R Data Frame Operations

Once you create or load a data frame, you need to query, sort, filter, update, and summarize it. These operations are what transform raw data into useful insights. This topic covers the most essential operations using base R.

Sorting a Data Frame

students <- data.frame(
  name  = c("Priya","Arjun","Zara","Kiran","Dev"),
  score = c(88, 75, 92, 65, 80),
  age   = c(21, 23, 20, 22, 24)
)

# Sort by score ascending
students[order(students$score), ]

# Sort by score descending
students[order(-students$score), ]

# Sort by age, then by score
students[order(students$age, students$score), ]

Filtering Rows

# Students scoring above 80
high_scorers <- students[students$score > 80, ]

# Multiple conditions
top_young <- students[students$score > 80 & students$age < 22, ]

# Using subset() (cleaner syntax)
subset(students, score > 75 & age < 23)

Selecting and Renaming Columns

# Select specific columns
students[, c("name", "score")]

# Rename a column
names(students)[names(students) == "score"] <- "marks"

# Rename using colnames()
colnames(students)[2] <- "marks"

Adding and Modifying Columns

students$grade   <- ifelse(students$marks >= 80, "A", "B")
students$bonus   <- students$marks * 0.05
students$total   <- students$marks + students$bonus

Removing Rows with Missing Values

df <- data.frame(
  x = c(1, NA, 3, NA, 5),
  y = c("a","b",NA,"d","e")
)

# Remove any row with at least one NA
clean_df <- na.omit(df)

# Check for NAs
is.na(df)
colSums(is.na(df))   # count NAs per column

Aggregating / Summarizing

sales <- data.frame(
  region  = c("North","South","North","East","South","East"),
  product = c("A","A","B","B","A","B"),
  revenue = c(1000,1500,800,1200,1100,900)
)

# Mean revenue by region
aggregate(revenue ~ region, data = sales, FUN = mean)

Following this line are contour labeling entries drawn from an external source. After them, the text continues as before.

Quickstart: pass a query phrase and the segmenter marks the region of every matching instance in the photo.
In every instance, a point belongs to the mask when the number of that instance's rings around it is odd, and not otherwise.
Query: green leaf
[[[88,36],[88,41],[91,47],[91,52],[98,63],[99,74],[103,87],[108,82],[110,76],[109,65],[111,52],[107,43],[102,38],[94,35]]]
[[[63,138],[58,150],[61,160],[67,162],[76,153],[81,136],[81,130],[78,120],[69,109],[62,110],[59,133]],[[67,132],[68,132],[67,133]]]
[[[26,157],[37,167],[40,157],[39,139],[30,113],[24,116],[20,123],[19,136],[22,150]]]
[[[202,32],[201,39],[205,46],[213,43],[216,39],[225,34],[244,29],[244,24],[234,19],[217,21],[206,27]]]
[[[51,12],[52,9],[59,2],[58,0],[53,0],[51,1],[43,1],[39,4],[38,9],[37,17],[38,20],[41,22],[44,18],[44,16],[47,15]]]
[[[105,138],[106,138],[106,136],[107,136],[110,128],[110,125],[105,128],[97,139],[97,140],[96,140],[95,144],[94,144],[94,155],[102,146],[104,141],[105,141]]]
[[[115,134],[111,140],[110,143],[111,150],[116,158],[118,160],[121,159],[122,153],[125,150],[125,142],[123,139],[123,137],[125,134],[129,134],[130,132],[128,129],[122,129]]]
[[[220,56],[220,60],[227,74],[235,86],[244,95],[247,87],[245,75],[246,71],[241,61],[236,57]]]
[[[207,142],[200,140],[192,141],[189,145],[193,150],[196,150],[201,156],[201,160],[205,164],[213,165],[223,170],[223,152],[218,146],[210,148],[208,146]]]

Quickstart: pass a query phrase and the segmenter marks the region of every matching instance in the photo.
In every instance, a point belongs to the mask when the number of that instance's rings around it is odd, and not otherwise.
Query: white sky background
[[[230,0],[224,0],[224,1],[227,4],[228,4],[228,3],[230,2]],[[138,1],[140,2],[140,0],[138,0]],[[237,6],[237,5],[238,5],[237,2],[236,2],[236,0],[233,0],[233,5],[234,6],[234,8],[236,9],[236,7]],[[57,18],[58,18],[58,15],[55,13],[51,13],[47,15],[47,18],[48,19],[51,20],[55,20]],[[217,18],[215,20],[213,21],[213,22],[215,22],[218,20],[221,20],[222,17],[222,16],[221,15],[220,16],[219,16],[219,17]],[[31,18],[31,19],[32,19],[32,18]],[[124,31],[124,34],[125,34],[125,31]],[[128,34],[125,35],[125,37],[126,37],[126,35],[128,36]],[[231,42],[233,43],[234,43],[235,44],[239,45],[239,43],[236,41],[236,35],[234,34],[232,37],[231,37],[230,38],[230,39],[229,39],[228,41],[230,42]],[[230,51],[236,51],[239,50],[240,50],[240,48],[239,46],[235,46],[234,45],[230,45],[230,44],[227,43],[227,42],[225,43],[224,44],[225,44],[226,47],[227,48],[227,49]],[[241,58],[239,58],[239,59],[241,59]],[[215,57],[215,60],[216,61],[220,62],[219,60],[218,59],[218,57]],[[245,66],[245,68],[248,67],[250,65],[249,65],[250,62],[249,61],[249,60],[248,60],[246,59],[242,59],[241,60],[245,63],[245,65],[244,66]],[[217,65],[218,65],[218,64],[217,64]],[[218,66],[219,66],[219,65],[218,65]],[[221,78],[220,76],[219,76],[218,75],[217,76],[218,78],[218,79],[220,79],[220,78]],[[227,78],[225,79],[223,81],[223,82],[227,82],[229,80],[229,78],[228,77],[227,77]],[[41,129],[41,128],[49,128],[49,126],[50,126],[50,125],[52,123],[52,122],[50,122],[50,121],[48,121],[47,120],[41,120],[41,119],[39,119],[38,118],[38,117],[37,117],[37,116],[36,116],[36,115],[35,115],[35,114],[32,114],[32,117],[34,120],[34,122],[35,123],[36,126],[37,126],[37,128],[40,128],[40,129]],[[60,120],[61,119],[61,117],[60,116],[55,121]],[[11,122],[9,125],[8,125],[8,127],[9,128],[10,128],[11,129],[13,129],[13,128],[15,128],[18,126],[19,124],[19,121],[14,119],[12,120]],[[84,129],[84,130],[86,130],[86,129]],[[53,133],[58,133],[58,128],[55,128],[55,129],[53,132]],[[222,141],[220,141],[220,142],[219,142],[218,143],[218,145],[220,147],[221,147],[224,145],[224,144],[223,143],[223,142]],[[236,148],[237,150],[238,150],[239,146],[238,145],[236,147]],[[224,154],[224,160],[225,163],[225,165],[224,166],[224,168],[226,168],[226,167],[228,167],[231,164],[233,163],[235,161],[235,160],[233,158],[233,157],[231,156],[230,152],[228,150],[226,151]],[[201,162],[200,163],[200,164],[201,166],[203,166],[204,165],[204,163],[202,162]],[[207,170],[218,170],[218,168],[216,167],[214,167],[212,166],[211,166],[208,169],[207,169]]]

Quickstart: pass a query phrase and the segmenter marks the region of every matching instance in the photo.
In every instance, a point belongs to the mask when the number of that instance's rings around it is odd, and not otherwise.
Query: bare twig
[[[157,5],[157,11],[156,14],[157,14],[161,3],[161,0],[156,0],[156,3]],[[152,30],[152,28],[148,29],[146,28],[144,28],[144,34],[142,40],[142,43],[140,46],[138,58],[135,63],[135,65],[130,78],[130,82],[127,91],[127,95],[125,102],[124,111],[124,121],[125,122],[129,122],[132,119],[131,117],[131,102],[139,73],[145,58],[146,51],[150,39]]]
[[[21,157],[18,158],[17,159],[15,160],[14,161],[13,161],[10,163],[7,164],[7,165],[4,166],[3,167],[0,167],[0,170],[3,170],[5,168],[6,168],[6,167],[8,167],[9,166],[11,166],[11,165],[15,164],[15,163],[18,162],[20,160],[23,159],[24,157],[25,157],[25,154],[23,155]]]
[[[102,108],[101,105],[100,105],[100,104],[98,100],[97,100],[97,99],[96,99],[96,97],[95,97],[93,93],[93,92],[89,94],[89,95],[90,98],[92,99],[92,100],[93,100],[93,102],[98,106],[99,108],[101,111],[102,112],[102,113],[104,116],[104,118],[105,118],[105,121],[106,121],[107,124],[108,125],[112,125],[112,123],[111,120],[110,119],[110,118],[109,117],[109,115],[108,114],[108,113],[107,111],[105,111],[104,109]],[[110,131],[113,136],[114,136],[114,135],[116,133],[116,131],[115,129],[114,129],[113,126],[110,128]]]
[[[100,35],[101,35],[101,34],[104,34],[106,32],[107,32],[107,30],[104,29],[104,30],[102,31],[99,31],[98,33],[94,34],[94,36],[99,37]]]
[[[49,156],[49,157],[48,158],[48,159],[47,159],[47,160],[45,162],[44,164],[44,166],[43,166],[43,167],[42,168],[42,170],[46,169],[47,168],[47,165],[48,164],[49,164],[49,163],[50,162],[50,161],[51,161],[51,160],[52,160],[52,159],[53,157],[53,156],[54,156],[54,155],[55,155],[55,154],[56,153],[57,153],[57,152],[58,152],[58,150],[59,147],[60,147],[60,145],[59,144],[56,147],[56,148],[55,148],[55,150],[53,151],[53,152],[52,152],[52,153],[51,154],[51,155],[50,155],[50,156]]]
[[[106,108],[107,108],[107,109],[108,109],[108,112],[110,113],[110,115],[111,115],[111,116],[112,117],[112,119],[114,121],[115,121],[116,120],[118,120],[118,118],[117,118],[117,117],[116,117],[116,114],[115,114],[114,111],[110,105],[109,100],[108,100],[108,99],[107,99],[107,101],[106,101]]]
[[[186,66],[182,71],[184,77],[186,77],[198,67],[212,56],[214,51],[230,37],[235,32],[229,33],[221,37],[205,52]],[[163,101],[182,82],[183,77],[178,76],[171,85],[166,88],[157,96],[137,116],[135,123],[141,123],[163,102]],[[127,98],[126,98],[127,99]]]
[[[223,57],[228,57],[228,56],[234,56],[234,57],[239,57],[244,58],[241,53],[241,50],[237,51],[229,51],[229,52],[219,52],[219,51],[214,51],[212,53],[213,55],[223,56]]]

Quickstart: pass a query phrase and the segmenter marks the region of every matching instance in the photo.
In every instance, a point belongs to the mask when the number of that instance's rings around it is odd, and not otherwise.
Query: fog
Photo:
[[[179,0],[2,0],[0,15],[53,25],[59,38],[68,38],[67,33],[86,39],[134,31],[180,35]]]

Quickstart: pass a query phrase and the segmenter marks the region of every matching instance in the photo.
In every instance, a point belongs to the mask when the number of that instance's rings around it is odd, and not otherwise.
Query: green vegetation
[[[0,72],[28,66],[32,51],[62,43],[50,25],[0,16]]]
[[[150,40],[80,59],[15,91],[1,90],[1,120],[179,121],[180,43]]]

# Sum revenue by region and product
aggregate(revenue ~ region + product, data = sales, FUN = sum)

Output (aggregate by region):

  region  revenue
1   East   1050.0
2  North    900.0
3  South   1300.0

Merging Two Data Frames

customers <- data.frame(
  id   = c(1, 2, 3, 4),
  name = c("Asha","Balu","Cena","Devi")
)

orders <- data.frame(
  id     = c(1, 2, 2, 3),
  amount = c(500, 300, 700, 200)
)

# Inner join — only matching rows
merge(customers, orders, by = "id")

# Left join — all customers, matching orders
merge(customers, orders, by = "id", all.x = TRUE)

Reshaping: Wide to Long

wide <- data.frame(
  student = c("Ana","Bob"),
  math    = c(85, 90),
  english = c(78, 88)
)

long <- reshape(wide,
  direction   = "long",
  varying     = c("math","english"),
  v.names     = "score",
  timevar     = "subject",
  times       = c("math","english")
)

Apply Functions to Data Frame Columns

num_cols <- students[, sapply(students, is.numeric)]

# Mean of all numeric columns
sapply(num_cols, mean)

# Summary statistics
sapply(num_cols, function(x) c(mean=mean(x), sd=sd(x), max=max(x)))

These base R operations handle most common data tasks. In the dplyr topics ahead, you will learn a cleaner, more readable syntax for the same operations — but understanding base R data frame operations first gives you a solid foundation that works everywhere without loading extra packages.